7. Tel est, à la suite de l’Aquinate, l’enseignement constant et unanime des théologiens [13]. La procédure traditionnellement suivie par l’Eglise, telle qu’elle s’exprime encore dans l’ancien Code de Droit Canonique de 1917, l’atteste clairement. Car la vérification et la preuve des vertus héroïques est la première chose que le procès de canonisation entreprend, avant même de procéder à l’examen des miracles, qui attestent directement, quant à eux, que le défunt est désormais dans la gloire du ciel. « Tant que le doute sur les vertus n’est pas absolument élucidé, il est impossible de s’engager plus avant dans cette interminable procédure, car il n’est jamais permis de suspendre l’examen des vertus pour passer à celui des miracles fussent-ils très nombreux. Si les preuves convaincantes en faveur des vertus manquent, ou n’ont pu être retrouvées, soit parce que des écrits importants ont été égarés, soit parce que les témoins ont disparu, on conclut simplement que l’on n’a pas la certitude requise des vertus pratiquées dans un degré héroïque, non constare de virtutibus, et le procès est arrêté » [14]. Le canon 2104 du Code de 1917 dit précisément : « Dans les causes des confesseurs, la discussion porte sur le doute suivant : les vertus théologales de foi, d’espérance et de charité à l’égard de Dieu et du prochain, ainsi que les vertus cardinales de prudence, de justice, de tempérance, de force et les vertus connexes, ont-elles existé à un degré héroïque dans les cas et pour les faits dont il s’agit ? Dans les causes des martyrs, le doute est : le martyre, sa cause et des signes merveilleux sont-ils prouvés dans le cas et pour l’effet dont il s’agit ? ». La vérification des vertus héroïques est d’ailleurs la condition absolument nécessaire pour déclarer que le saint est à présent dans la gloire du ciel. « Comment en effet l’Eglise pourrait-elle savoir qu’un saint est au ciel ? Elle ne le sait pas par le moyen d’une nouvelle révélation, mais grâce à Dieu qui dirige son Eglise lorsque celle-ci examine la vie du saint, ainsi que ses vertus héroïques et les miracles obtenus à son intercession » [15].

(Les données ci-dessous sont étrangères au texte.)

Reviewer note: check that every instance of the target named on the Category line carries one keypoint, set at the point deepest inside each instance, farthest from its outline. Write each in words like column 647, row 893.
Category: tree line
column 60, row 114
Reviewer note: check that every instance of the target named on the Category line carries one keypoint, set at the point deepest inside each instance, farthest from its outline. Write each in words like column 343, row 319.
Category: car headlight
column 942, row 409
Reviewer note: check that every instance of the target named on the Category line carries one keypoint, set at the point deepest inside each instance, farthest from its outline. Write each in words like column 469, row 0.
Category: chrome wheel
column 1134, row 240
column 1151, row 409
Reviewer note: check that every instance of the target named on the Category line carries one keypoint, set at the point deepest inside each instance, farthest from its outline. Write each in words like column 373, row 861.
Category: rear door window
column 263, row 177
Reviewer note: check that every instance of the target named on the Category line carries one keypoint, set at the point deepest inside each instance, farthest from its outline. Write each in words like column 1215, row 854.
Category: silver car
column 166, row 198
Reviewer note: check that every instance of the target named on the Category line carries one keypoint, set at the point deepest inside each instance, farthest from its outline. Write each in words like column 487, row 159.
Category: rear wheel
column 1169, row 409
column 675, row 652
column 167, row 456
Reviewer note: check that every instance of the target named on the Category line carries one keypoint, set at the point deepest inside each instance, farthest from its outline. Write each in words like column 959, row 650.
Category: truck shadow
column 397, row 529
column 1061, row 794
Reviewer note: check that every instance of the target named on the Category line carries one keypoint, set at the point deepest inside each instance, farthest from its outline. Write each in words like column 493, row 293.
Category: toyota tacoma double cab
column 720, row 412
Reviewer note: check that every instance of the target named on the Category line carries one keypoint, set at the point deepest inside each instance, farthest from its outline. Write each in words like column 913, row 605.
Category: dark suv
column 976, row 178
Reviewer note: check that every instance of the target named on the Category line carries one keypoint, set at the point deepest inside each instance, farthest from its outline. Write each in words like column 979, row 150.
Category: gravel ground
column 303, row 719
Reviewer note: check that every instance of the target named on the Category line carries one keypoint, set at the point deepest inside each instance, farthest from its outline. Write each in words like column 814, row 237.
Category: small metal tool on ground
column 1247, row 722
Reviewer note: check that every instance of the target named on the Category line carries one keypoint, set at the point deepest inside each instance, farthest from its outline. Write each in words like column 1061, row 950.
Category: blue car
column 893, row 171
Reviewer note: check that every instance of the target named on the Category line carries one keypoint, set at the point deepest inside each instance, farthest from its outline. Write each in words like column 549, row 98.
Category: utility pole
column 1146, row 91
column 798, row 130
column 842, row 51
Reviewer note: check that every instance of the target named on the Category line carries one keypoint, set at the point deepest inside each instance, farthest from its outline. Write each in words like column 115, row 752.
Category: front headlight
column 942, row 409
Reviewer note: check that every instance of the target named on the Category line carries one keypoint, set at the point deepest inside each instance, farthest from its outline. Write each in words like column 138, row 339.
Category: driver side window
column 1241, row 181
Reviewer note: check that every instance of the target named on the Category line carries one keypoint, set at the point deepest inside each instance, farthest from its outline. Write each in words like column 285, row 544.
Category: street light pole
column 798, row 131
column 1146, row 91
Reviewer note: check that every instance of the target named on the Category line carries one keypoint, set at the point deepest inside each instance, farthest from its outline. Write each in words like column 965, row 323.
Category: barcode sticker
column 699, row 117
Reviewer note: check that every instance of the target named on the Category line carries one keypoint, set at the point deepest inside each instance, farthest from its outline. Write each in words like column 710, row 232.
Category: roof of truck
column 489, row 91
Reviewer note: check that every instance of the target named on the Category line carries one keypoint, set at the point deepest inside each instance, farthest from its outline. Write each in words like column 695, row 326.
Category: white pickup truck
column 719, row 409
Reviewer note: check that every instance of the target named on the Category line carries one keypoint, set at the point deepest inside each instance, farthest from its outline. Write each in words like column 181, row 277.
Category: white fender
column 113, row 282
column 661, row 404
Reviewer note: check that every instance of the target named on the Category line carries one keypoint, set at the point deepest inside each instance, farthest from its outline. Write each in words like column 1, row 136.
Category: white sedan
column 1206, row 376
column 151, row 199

8. La supposée canonisation de Jean-Paul II, ainsi que celle de Jean XXIII, et à présent celle de Paul VI, posent de graves problèmes à la conscience des catholiques et soulèvent d’épineuses difficultés à la réflexion théologique. Mais, quelles que soient l’importance et l’urgence de ces problèmes et de ces difficultés, l’on ne saurait, pour les surmonter, remettre en cause la définition traditionnelle de la canonisation. En tant que telle, celle-ci est un acte certainement infaillible du Magistère solennel du Pape et elle a pour objet spécifique celui que nous venons de rappeler : non seulement elle déclare qu’un fidèle défunt est désormais un saint du ciel et se trouve dans la gloire, mais elle déclare aussi que ce défunt est parvenu à la gloire en ayant exercé sa vie durant les vertus héroïques et que celles-ci représentent un exemple pour tous les fidèles catholiques. Il serait tentant, pour résoudre la difficulté suscitée par les supposées canonisations des Papes conciliaires, de nier ou de mettre en doute l’infaillibilité de la canonisation. Il serait aussi tentant de réduire l’objet propre et spécifique de la canonisation à la seule déclaration autorisée de la gloire d’un saint du ciel. On pourrait alors admettre – à moindres frais – que Paul VI ait été failliblement canonisé ou, qu’en dépit de son manque trop évident d’héroïcité dans la vertu, il soit à présent dans la gloire céleste. Après tout, pourquoi pas, en effet ?…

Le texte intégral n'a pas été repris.